Build Security

Build Reproducibility: A Verification Guide

If you cannot reproduce a build bit-for-bit, you cannot verify it was not tampered with. This guide covers deterministic builds, reproducibility verification, and why it matters for supply chain trust.

The SolarWinds attack demonstrated a fundamental problem with modern software distribution: users had no way to independently verify that the binary they received corresponded to the source code the vendor published. The attackers injected malicious code during the build process, and the resulting binary was signed and distributed through normal update channels. The source code in version control was clean. The build artifact was compromised.
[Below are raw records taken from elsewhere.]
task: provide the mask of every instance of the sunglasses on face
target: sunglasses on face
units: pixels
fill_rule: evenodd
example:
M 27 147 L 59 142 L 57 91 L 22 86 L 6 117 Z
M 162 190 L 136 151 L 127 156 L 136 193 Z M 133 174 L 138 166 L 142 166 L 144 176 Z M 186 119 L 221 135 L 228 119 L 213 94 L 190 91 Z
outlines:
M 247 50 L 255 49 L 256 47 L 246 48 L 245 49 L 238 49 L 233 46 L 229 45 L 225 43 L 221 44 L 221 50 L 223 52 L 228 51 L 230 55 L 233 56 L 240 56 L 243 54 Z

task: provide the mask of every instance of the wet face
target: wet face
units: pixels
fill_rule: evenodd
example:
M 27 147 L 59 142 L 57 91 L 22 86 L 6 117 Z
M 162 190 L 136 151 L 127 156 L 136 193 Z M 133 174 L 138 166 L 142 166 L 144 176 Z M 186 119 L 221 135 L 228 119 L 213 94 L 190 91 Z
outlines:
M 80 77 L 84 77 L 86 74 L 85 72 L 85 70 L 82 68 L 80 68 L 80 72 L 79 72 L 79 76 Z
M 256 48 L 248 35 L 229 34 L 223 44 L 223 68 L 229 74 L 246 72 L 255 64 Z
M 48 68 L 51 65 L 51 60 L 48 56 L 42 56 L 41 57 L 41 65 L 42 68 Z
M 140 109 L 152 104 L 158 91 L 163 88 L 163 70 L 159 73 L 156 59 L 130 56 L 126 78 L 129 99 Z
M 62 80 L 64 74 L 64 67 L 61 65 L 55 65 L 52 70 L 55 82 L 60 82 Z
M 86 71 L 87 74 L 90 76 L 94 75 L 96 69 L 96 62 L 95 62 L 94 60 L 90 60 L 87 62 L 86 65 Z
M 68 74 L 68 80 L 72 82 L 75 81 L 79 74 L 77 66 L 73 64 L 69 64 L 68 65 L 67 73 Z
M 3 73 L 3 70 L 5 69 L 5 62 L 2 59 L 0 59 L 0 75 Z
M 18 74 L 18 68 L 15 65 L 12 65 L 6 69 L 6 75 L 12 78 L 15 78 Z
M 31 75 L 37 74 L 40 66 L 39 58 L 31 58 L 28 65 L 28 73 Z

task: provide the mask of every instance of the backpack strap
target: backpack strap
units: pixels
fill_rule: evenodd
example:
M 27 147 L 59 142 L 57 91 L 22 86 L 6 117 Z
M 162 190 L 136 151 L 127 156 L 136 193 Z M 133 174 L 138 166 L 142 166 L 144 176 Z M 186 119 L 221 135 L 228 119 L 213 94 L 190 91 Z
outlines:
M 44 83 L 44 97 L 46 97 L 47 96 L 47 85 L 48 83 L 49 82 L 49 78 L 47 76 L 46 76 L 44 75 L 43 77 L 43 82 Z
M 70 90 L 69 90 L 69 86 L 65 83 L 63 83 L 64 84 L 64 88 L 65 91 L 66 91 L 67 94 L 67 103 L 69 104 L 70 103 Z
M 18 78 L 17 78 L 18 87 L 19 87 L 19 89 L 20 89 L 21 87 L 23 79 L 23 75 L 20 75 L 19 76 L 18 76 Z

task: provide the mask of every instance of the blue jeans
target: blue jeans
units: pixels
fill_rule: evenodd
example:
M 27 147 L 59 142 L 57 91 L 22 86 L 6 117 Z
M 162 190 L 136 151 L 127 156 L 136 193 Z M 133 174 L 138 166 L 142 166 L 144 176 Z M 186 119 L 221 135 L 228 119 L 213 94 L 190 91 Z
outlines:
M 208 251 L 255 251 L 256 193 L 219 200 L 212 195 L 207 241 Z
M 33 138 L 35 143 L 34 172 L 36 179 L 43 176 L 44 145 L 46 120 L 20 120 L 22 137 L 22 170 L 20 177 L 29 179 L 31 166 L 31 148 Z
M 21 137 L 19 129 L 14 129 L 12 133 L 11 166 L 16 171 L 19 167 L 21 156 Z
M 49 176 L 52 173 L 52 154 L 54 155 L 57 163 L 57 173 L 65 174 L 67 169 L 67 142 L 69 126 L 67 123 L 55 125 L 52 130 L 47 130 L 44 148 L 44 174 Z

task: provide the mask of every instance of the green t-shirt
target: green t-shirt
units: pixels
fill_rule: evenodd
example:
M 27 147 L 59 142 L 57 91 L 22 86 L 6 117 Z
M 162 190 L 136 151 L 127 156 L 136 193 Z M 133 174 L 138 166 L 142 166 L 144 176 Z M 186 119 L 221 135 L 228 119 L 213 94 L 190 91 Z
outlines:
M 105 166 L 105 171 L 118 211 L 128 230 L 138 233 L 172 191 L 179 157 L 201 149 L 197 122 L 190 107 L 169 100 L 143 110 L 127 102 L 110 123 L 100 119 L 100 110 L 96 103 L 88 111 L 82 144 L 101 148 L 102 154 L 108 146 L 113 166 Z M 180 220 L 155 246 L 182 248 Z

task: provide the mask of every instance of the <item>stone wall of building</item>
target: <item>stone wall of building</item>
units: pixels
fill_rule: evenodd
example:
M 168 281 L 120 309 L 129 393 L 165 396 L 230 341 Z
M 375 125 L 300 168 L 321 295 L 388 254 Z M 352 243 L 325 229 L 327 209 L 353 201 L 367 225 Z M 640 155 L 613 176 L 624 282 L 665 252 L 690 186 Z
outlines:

Reproducible builds solve this problem. If you can take the same source code, the same dependencies, and the same build environment and produce a bit-for-bit identical output, then anyone can verify that a binary was built from a specific set of sources. If the outputs differ, something changed -- and that something needs investigation.

What Makes Builds Non-Reproducible

Most build processes are not reproducible by default. The same source code built on two different machines, or even on the same machine at two different times, typically produces different binaries. The differences come from several sources:

Timestamps. Compilers, linkers, and archive tools embed build timestamps in their output. A build at 10:00 AM produces a different binary than the same build at 10:01 AM. This is the most common source of non-reproducibility and the easiest to fix.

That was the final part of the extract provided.